From Bowood Miss Edgeworth paid some other visits, seeing many old friends, and among them Mrs. Barbauld and the Misses Baillie:—
Joanna Baillie and her sister, most kind, cordial and warm-hearted, came running down their little flagged walk to welcome us. Both Joanna and her sister have such agreeable and new conversation—not old trumpery literature over again, and reviews, but new circumstances worth telling apropos to every subject that is touched upon; frank observations on character without either ill nature or the fear of committing themselves; no blue-stocking tittle-tattle or habits of worshipping or being worshipped; domestic, affectionate, good to live with and without fussing, continually doing what is most obliging and whatever makes us feel most at home. Breakfast is very pleasant in this house, the two good sisters look so neat and cheerful.

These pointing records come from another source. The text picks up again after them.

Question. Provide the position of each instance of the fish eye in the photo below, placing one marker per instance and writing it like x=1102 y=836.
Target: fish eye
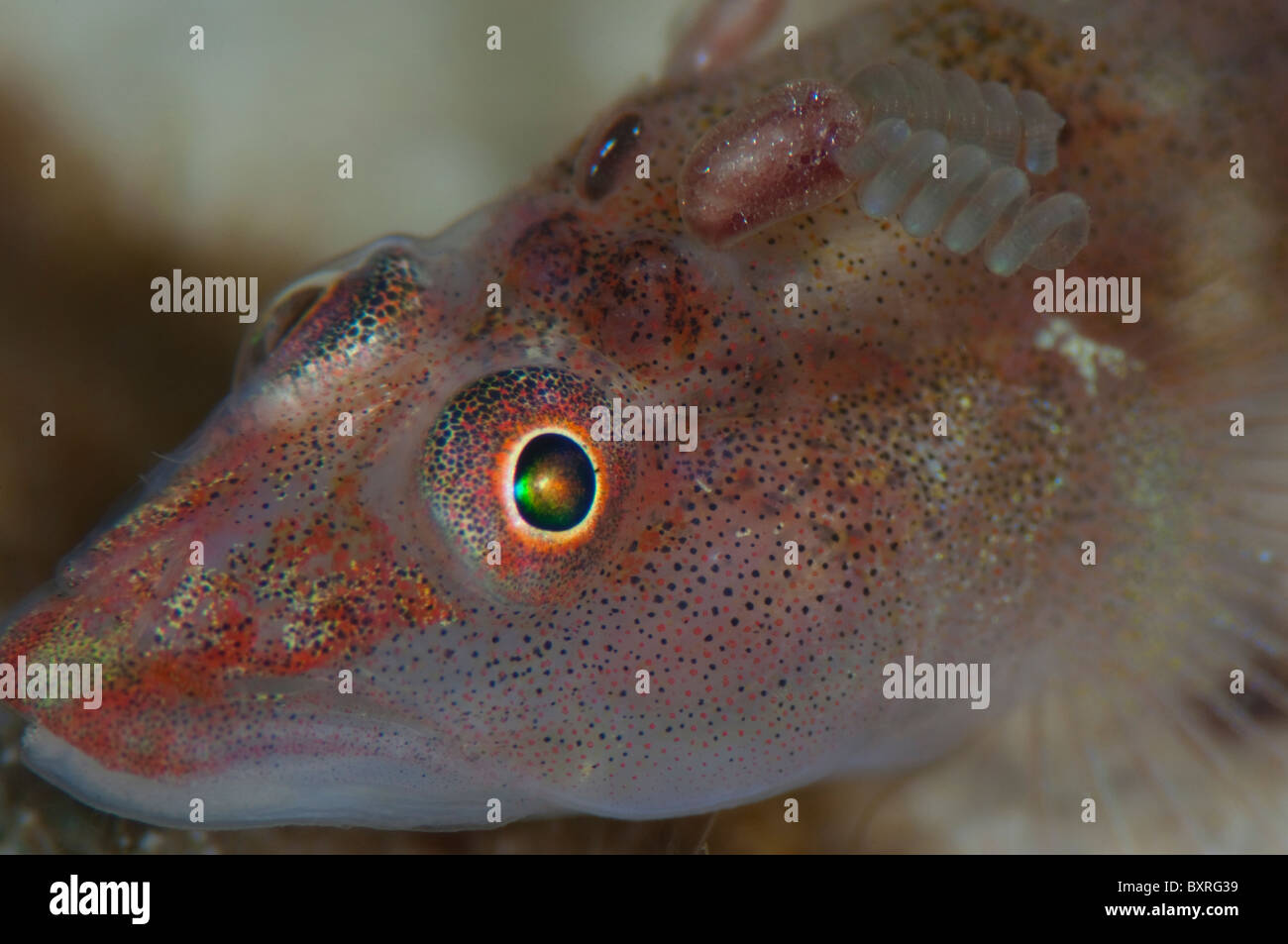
x=554 y=481
x=518 y=485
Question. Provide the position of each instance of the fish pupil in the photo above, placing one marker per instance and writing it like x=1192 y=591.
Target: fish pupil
x=554 y=483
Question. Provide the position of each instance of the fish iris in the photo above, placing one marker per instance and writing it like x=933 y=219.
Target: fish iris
x=554 y=483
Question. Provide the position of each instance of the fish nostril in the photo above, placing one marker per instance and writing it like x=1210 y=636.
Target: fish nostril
x=604 y=155
x=283 y=317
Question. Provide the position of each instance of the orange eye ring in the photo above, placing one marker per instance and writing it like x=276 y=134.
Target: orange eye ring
x=507 y=481
x=469 y=469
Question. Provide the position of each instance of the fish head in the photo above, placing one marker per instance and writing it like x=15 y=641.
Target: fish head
x=570 y=509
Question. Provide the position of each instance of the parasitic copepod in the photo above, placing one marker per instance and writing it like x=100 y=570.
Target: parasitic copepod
x=399 y=579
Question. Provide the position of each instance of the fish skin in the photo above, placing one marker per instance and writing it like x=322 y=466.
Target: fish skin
x=812 y=425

Although she had met with much encouraging criticism in the matter of her father's life, she still hesitated to publish. "The result of all I see, think and feel," she tells her stepmother, "is that we should be in no haste." Down to the very business arrangements the book weighed on her. She had hitherto left all such details to her father; and her kind friend Johnson being also dead, she felt yet more undecided how to act. At every moment, in every detail of her life, she missed her father; but she was too brave a woman not to struggle with her grief, or not to adapt herself to altered conditions. Her eyes still caused her much trouble, and for nearly two years she was obliged to give them almost entire rest.